Systems I worked on:
- Performance fixes: At an early stage in the project, we were well below our target 60FPS, instead landing somewhere between 20-30FPS. After investigating possible causes in Unity's profiler, we identified the number of meshes being moved each frame as the cause. To solve this, we disabled the meshes from being active until they were needed for specifically placing blocks, and we successfully hit our target 60FPS.
- Block pre-placement visual: Players were having a difficult time seeing where their blocks would be placed when building their tank. So I created a solution that integrated with the existing codebase to place a visual in the game to instantiate an object that would preview a player's placement. Which helped clarify the building functions of the game for players.
- Automatic object initializer: We encountered problems in project organization where some essential items may be missing in the Unity scene. Using Unity's Editor namespace, I created a way to initialize necessary objects for scenes, as opposed to needing the game designers to put it in manually. The tool would load in a prefab to the scene when it was loaded in the editor, and if it was in the list of scenes that needed to have objects loaded, it would load them.
Systems I remade:
- Camera movement: The camera system had multiple bugs in its implementation, many of which were due to its heavy reliance on raycasts. I reworked it to a more robust and simpler solution that simply took the user's cursor input on the screen to move the camera. It has the ability to zoom in and out, pan away from the tank and snap back to it, and the ability to rotate around the object of interest.
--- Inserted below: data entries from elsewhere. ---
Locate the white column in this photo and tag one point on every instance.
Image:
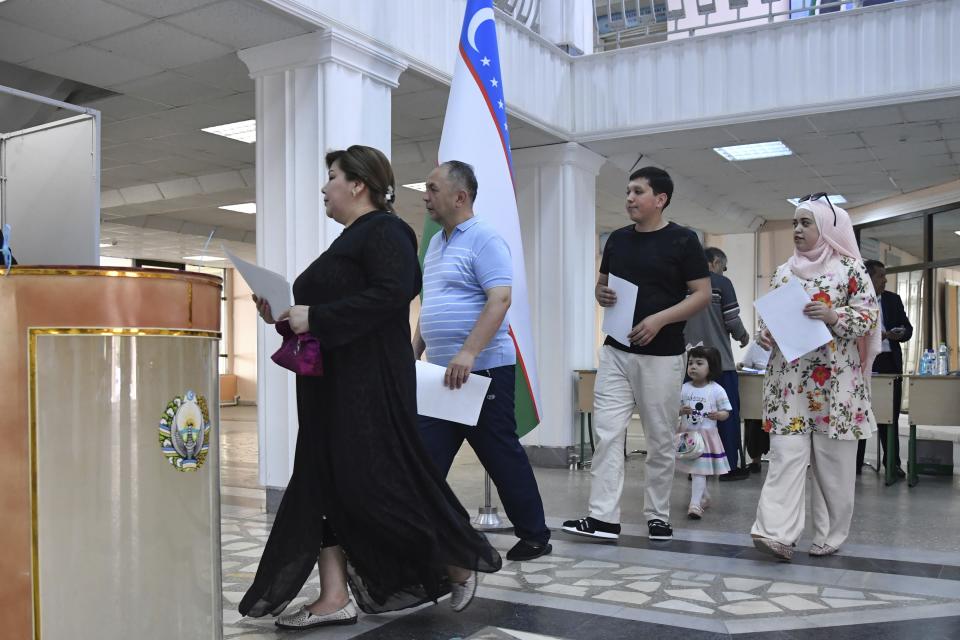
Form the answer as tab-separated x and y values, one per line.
569	24
556	196
315	93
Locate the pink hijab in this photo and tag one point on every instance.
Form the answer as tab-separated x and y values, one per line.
835	240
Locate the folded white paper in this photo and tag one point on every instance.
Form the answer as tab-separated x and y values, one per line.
266	284
618	319
435	400
782	312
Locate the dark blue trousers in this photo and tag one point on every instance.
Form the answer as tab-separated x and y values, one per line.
496	444
729	429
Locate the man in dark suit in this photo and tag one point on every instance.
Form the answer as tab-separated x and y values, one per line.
895	328
6	249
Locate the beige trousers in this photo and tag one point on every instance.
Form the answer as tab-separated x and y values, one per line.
652	384
780	514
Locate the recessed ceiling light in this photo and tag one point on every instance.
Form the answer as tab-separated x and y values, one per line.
756	151
243	207
203	258
835	199
244	131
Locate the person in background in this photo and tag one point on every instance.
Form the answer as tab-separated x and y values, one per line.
817	406
7	260
756	441
666	262
703	404
895	328
713	327
467	278
364	502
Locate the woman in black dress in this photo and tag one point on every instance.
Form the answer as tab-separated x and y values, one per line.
364	496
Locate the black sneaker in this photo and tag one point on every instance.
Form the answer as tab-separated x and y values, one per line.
528	550
592	528
659	530
740	473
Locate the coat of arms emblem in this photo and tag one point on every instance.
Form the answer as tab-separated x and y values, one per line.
185	431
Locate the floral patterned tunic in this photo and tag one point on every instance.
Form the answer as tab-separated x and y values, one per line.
824	391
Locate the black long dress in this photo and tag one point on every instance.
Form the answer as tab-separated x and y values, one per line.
359	466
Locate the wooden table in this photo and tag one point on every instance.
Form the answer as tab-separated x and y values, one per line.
935	401
585	381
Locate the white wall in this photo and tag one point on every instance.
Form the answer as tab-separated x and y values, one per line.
243	349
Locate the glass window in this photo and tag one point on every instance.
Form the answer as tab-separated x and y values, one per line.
909	286
894	244
946	310
946	235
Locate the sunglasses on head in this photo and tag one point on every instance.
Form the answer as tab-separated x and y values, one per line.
816	196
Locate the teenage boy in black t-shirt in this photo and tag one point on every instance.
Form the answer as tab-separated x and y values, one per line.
665	261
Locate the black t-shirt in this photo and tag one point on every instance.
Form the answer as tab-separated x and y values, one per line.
660	263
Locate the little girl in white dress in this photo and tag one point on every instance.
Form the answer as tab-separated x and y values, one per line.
703	403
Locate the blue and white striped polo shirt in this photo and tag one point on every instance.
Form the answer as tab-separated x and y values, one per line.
456	274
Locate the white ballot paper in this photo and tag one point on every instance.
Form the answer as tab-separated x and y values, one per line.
264	283
795	333
456	405
618	319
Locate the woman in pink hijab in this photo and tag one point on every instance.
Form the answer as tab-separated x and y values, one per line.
817	407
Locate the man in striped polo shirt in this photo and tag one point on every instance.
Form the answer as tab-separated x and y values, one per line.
467	277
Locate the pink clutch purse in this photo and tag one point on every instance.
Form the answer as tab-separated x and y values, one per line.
298	353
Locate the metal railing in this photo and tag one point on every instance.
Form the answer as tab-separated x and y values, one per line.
627	23
527	12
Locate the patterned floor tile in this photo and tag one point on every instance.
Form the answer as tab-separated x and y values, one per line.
750	608
628	597
790	587
842	593
744	584
680	605
842	603
691	594
796	603
564	589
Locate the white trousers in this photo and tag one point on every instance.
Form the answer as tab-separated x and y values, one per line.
780	514
652	384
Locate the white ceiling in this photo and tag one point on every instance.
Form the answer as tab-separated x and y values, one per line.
173	67
863	154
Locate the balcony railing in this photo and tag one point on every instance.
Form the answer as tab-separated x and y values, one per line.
526	12
627	23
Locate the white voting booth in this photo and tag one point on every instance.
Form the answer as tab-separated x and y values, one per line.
50	185
110	460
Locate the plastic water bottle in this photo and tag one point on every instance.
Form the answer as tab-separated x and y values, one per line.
925	363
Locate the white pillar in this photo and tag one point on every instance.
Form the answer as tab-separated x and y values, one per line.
556	196
569	24
315	93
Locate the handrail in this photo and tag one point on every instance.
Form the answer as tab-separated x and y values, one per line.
649	29
526	12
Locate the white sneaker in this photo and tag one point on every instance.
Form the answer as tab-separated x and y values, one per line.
303	619
461	595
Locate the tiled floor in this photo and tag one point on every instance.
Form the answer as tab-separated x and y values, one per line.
708	583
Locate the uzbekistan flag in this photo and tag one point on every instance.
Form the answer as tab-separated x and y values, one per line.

- Material Assignment: Our material assignement system was difficult to work with, as it required multiple steps to reassigning materials that overcomplicated what was normally a simple operation. I reworked it no longer need the redundant intermediate steps, and later expanded the systems to handle assigning proper textures for the different damaged states of blocks. With the new system, it was easy for others to add new kinds of blocks to the system, as well as make it easy to assign the proper materials to specific tanks.
House of Sin
"House of Sin" is a horror-inspired "shoot em up" game, where you play as a demon hunter tasked with exorcising the reincarnations of the 7 Deadly Sins that have taken hold of a house. Through each demon you manage to defeat, you are further burdened by their curse, but are also given the power to break them for a short time to gain supernatural abilities like slowing down time. Built in Unity as part of IGDA Clark's 48 hr Halloween Jam 2024.
I was one of the programmers for this game.
My features:
- All the boss code for the two major bosses in the game, Wrath and Gluttony.
- A finite state machine to cycle different boss phases, resulting in dynamic gameplay exemplifying the characteristics of the bosses.
- Event-driven architecture to keep each aspect of the game loosely coupled, and quick to iterate upon.
DELETE SYSTEM 32
"DELETE SYSTEM 32" is a sci-fi, shmup game where you play as a rogue computer virus attempting to destroy a computer's operating system. You are thwarted by the system's antivirus software, and must destroy it to achieve your goal. Built in Unity as part of IGDA Clark's 48 hr February Frenzy Game Jam 2024
I was the sole programmer for this game.
Game features:
- Procedurally generation of the towers and enemy spawners in the playspace, making each play through slightly different than the last.
- A finite state machine to cycle different enemy AI behaviors.
- An endlessly scrolling screen to emulate old arcade games, a feature not native to Unity.
- A drop table system for random powerups.